China’s power pop
In October 2012, U.K. producer Terror Danjah, the so-called Godfather of Grime, made his first tour of China. Grime emerged as an East London phenomenon at the turn of the millennium, heavily propagated by a pirate-radio underground that was broadcasting increasingly aggressive strains of bass music. At first glance, Terror Danjah’s arrival in China seemed to confirm the global arrival of Beijing’s rapidly expanding (albeit predominantly expatriate) dance-music scene, which has been incorporating ever more adventurous streams of electronic music.
But Terror’s visit had strange roots. In 2003, grime had spawned a subgenre, Sinogrime, as London producers set their sonic sights east. By appropriating everything from martial-arts-movie soundtracks to cheap video-game muzak, grime’s East London soundworlds were briefly submerged in East Asian glitz. For a genre obsessed with futuristic aesthetics, this shift meant much more than a momentary orientalist indulgence. Music journalist Dan Hancox saw Sinogrime as part of a sociopolitical vision, reflecting the “current, gradual shift in superpowers from west to east, incorporating China, and rejecting America: in terms of the U.S., it’s notable that grime has always been not hip-hop.”

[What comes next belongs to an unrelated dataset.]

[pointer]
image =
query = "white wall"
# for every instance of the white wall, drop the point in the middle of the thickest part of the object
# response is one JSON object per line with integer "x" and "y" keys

Sinogrime pointed to the reversal of a long one-sided and humiliating musical exchange between the West and China. A 2011 performance by the New-York based Chinese pianist Lang Lang at a White House state dinner in honour of China’s President, Hu Jintao, also reflects this. Lang Lang performed the Korean War anthem “My Motherland”, whose original lyrics boast “we deal with wolves with guns” — an explicit reference to the U.S. As Lang Lang wrote in a blog post the following night, “I was telling them about a powerful China and a unified Chinese people.”
Beyond delighting the Chinese delegates present, it is remarkable just how Lang Lang’s performance managed to channel the political intent of Beijing. This is a pianist who is celebrated in endorsement contracts that stretch from Adidas to Montblanc. Why does the music of the People’s Republic continue to exert such a nationalist project in the reform period? Unveiling the entwined relationship between market and state is crucial to understanding the drivers behind Chinese pop culture. The state still engages in the direct fostering of Sinopop. But parallel to overt policy, the state also deploys its silent control through the market itself.
Pop sounds from the People’s Republic of China walk a fine line between dabbling in adventurous experimentalism, selling out to the lure of big business, and negotiating political pressures. When I visited the capital last year, the finishing touches were being put to Beijing’s Dada club, which had already started hyping appearances from a whole host of dubstep pioneers including Pinch and Kode9. Meanwhile the vast National Centre for the Performing Arts, nicknamed ‘the Egg’ for its organic, titanium architecture, was featuring an evening of patriotic opera. One night in Beijing offers a kaleidoscope of incongruities, from manic pop-stardom to triumphalist hipsterdom.